Today is election day here in Turkey. Strike that. It’s actually re-election day since a few months back should have been election day. Problem is, the powers that be didn’t much like the outcome of that first election. They proved too intransigent to allow for a smooth transition of power and a new coalition government since they wouldn’t be in control. So now Turkey gets to try again. Needless to say, things are a wee bit tense around here. There isn’t so much fear that another bombing like what happened in Ankara a couple weekends back as there is surprise that more hasn’t already occurred.
With all that tension and all that is riding on these elections, I have heard friends, both Muslim and Christian say things along the lines of “This could be the most important day in the history of Turkey.” While I understand that today is extremely important, it would have to be quite huge to top such days as October 29, 1923, when the Republic was founded, May 29, 1453, when the Turks took Constantinople from the Byzantine Empire, the day Constantine decided to move the capital of Rome eastward to Byzantium, or the day Paul landed near Antalya to begin his first missionary journey. Though I may be wrong, I personally believe things like the burning of Smyrna (the lowpoint of the Armenian Genocide) was and more recently Gezi Park two years back will probably considered a bigger day than today.
Why would I think that? Because elections usually are far less influential than we give them credit for being. It wasn’t an election that brought Hitler to power, it was a movement. Elections played a part but they were a product of what was happening, not the cause. In the same way, these elections seem to me to be more of a product of what is happening already in Turkey and, perhaps, a catalyst for what is to come.
For those reading this back in America, you also have elections coming right around the corner as well. Granted, the elections this Tuesday are barely a blip on the radar and already the focus is on those coming a year from now as candidates line themselves up more than a year in advance, wasting time and resources, to try and sit on America’s throne. There are greater things to focus on.
I have often said and thought things along the lines of “All politicians are the same. Voting democrat or Republican (AKP, CHP, or HDP) is a choice between tweedledee or tweedledum.” In a sense, this is a reflection of my view that politicians are more often a product of the flows of history than the causes. On the flip side, I take strong umbridge when others use similar arguments in the religious sphere. I have Muslim friends who, I think they are trying to be nice, will say things along the lines of “We have Muhammad, the Jews have Moses, you have Jesus. They are all great prophets who should be respected and followed.” I have heard similar statements from Buddhists and Hindi who would add the Buddha to the list.

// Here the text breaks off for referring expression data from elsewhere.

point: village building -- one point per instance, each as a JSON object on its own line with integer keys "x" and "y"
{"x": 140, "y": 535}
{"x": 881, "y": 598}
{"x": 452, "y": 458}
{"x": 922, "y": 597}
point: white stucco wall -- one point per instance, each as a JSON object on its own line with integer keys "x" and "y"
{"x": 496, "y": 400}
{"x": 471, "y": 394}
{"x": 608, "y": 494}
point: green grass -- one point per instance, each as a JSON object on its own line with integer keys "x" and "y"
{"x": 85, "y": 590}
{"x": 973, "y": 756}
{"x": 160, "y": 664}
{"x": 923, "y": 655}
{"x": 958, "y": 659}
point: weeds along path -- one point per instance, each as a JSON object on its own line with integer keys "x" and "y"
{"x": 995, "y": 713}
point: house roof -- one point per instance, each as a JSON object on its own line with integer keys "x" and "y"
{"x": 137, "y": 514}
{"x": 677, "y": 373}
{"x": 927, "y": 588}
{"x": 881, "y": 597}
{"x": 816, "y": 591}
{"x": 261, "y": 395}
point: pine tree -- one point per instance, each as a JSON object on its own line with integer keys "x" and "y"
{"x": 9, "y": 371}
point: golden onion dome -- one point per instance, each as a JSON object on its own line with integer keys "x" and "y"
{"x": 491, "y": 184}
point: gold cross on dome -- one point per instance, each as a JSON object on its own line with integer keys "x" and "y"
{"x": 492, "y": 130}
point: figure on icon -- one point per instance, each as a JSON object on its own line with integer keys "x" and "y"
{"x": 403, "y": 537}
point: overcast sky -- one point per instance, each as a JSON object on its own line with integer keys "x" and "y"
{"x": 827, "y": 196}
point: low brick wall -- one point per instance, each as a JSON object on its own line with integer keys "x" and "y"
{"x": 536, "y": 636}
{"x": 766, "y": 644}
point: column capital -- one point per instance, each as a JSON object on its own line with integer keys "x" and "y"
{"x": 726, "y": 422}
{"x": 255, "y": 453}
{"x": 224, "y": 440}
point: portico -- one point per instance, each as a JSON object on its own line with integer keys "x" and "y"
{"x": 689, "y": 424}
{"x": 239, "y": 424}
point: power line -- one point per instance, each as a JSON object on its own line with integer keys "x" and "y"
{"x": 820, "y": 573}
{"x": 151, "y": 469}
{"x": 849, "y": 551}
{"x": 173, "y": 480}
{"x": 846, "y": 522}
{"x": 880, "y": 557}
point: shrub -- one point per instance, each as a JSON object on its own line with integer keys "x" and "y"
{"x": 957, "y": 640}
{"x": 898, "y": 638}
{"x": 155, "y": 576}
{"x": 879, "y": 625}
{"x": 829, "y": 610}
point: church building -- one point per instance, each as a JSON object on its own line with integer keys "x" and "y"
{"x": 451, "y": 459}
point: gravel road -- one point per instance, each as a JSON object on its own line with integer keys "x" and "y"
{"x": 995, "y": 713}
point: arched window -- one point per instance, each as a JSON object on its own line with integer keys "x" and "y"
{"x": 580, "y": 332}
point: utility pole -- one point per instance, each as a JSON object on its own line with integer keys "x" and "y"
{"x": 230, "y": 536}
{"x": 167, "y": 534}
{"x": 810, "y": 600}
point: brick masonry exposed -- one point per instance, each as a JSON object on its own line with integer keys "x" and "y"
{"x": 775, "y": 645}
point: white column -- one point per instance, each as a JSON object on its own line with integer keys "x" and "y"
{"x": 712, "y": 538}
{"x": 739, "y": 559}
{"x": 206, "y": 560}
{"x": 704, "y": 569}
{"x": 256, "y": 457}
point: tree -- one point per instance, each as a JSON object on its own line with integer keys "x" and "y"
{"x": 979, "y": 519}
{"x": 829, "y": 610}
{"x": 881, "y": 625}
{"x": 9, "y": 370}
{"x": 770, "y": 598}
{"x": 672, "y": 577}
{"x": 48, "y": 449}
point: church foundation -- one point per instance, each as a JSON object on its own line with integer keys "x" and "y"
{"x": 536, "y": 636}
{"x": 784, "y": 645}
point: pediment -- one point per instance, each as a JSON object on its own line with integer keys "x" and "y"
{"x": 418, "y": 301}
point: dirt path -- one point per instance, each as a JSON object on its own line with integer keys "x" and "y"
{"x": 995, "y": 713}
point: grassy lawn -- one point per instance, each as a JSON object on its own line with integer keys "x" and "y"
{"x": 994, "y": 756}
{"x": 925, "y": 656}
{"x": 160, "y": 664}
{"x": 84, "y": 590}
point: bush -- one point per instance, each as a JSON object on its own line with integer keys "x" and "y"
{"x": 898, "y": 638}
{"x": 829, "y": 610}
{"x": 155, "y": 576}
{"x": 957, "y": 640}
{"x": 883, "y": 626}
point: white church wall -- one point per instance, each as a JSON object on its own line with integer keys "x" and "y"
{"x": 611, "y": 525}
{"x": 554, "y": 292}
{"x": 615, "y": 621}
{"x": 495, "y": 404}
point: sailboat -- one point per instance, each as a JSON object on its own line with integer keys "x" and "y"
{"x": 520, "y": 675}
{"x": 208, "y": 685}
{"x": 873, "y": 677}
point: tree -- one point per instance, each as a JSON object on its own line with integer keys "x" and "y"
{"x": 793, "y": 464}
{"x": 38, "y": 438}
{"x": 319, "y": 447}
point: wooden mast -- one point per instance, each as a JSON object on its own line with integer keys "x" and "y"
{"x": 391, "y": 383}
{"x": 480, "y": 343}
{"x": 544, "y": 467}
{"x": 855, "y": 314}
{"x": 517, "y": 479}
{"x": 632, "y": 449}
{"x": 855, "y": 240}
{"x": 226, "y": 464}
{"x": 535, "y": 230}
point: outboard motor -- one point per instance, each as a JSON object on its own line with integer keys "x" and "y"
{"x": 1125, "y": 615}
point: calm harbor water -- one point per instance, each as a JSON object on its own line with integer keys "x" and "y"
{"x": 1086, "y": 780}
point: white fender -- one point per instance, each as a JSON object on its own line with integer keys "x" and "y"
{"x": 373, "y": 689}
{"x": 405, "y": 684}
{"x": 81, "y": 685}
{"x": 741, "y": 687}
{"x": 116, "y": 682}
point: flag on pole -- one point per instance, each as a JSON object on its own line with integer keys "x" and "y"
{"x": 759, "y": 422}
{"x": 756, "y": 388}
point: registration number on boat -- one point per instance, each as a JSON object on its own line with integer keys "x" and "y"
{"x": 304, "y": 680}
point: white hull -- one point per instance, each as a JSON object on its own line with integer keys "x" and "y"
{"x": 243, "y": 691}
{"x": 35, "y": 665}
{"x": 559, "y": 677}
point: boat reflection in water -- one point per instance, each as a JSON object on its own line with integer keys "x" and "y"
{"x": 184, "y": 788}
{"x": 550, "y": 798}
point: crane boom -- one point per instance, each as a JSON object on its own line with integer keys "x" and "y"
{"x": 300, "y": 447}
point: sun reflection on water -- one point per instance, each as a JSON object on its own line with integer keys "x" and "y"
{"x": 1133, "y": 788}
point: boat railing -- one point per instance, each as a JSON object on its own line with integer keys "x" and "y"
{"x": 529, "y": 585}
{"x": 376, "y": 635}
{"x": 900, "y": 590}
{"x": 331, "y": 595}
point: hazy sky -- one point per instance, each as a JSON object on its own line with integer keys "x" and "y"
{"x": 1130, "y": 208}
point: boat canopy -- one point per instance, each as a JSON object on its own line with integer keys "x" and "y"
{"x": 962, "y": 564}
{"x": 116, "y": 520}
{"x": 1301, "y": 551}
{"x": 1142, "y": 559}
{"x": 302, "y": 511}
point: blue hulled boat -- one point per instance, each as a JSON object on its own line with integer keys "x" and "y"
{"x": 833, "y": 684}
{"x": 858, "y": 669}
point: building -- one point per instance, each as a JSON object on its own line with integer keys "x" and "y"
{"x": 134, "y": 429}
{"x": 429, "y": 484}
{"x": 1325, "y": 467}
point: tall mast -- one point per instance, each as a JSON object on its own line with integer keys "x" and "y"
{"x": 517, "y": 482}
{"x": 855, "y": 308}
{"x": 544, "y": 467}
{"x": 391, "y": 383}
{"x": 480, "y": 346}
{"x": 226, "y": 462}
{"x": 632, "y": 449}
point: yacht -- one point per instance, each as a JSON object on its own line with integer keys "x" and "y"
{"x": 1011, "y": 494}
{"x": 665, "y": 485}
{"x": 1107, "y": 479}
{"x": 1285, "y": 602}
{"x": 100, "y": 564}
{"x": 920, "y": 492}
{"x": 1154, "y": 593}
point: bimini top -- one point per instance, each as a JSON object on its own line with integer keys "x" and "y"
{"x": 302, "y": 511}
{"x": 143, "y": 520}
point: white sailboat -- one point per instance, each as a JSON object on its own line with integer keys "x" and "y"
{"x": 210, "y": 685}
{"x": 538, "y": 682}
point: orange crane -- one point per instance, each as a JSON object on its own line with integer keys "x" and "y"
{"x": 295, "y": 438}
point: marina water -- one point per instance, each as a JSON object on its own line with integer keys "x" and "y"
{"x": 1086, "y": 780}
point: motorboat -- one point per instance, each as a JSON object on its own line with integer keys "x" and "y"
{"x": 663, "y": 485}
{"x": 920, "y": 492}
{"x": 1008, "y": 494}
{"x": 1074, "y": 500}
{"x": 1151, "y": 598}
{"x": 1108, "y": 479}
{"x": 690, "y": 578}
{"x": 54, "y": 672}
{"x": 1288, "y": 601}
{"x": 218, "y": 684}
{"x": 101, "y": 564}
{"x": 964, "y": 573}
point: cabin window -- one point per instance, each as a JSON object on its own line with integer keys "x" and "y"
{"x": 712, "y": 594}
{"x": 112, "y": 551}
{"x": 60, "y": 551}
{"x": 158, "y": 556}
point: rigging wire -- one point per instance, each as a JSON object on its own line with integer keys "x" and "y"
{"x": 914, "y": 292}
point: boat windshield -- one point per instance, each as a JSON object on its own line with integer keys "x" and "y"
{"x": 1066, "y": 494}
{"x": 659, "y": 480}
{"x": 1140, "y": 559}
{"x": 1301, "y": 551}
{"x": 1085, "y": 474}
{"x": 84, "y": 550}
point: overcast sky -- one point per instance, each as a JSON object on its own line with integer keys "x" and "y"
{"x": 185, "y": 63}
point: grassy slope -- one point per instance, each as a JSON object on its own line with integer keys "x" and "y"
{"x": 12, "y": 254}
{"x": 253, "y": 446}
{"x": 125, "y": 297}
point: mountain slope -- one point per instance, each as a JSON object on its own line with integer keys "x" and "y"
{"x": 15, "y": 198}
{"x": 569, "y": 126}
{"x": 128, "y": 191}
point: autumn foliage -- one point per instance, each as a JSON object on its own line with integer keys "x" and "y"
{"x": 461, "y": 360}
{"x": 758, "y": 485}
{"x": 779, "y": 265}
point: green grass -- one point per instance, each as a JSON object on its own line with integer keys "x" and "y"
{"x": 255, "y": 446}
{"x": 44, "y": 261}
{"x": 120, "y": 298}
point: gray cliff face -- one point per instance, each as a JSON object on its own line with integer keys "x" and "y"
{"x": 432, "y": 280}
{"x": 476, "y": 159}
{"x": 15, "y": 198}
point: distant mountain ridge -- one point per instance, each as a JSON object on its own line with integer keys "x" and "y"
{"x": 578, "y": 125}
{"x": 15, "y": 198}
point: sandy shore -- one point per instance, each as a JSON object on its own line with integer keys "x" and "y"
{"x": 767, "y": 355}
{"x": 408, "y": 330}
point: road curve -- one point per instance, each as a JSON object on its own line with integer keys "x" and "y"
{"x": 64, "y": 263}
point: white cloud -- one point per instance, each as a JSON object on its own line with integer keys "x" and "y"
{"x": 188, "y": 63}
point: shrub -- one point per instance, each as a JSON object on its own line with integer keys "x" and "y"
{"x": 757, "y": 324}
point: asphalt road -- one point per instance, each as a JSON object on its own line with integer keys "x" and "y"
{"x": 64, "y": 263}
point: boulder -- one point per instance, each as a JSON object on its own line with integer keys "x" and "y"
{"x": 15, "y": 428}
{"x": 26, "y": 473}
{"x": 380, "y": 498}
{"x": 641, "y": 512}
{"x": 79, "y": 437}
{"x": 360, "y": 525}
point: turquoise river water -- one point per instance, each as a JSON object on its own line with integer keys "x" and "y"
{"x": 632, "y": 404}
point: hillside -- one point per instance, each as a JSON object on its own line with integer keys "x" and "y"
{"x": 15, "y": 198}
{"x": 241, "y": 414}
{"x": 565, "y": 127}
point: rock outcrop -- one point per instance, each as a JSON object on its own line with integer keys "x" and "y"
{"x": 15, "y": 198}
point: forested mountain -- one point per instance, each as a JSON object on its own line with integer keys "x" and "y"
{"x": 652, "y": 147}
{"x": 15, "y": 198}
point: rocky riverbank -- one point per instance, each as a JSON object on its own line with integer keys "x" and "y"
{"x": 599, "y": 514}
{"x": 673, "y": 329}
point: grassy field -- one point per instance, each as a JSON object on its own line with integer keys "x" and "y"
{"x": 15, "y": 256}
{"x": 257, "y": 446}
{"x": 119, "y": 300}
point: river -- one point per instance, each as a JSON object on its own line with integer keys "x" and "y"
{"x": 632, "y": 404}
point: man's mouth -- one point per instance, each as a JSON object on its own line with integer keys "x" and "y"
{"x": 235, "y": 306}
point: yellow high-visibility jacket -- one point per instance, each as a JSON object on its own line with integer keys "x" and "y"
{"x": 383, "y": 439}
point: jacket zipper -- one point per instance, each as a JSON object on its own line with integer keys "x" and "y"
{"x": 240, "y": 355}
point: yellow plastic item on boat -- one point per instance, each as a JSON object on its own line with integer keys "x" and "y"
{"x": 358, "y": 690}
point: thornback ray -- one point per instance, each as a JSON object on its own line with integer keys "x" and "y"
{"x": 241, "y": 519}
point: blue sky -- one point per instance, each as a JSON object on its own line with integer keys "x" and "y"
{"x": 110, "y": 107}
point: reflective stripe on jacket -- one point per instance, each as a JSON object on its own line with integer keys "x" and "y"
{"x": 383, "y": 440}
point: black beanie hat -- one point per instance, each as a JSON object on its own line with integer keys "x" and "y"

For the sake of argument, lets just say that Muhammed was a prophet. I don’t believe it but for the moment, I will concede the point. Lets say that Muhammed and Buddha were great prophets who truly changed the course of history as did Moses and Abraham. The thing is, Jesus isn’t just different in impact, he is different in kind. Even if we were to say that Muhammed and Buddha, like Abraham and Moses and David were faithful servants in God’s house, Jesus is greater. He is the Son over God’s house.
Lets just say that those who are elected here in Turkey, or there in America, or wherever you happen to be reading this from, are God’s faithful servants. That is what we should be hoping and praying and voting towards. But no matter how good and godly they might be, Jesus, as God, is greater. His impact and influence is greater. He isn’t just a product riding the currents of history. He is its cause and destination.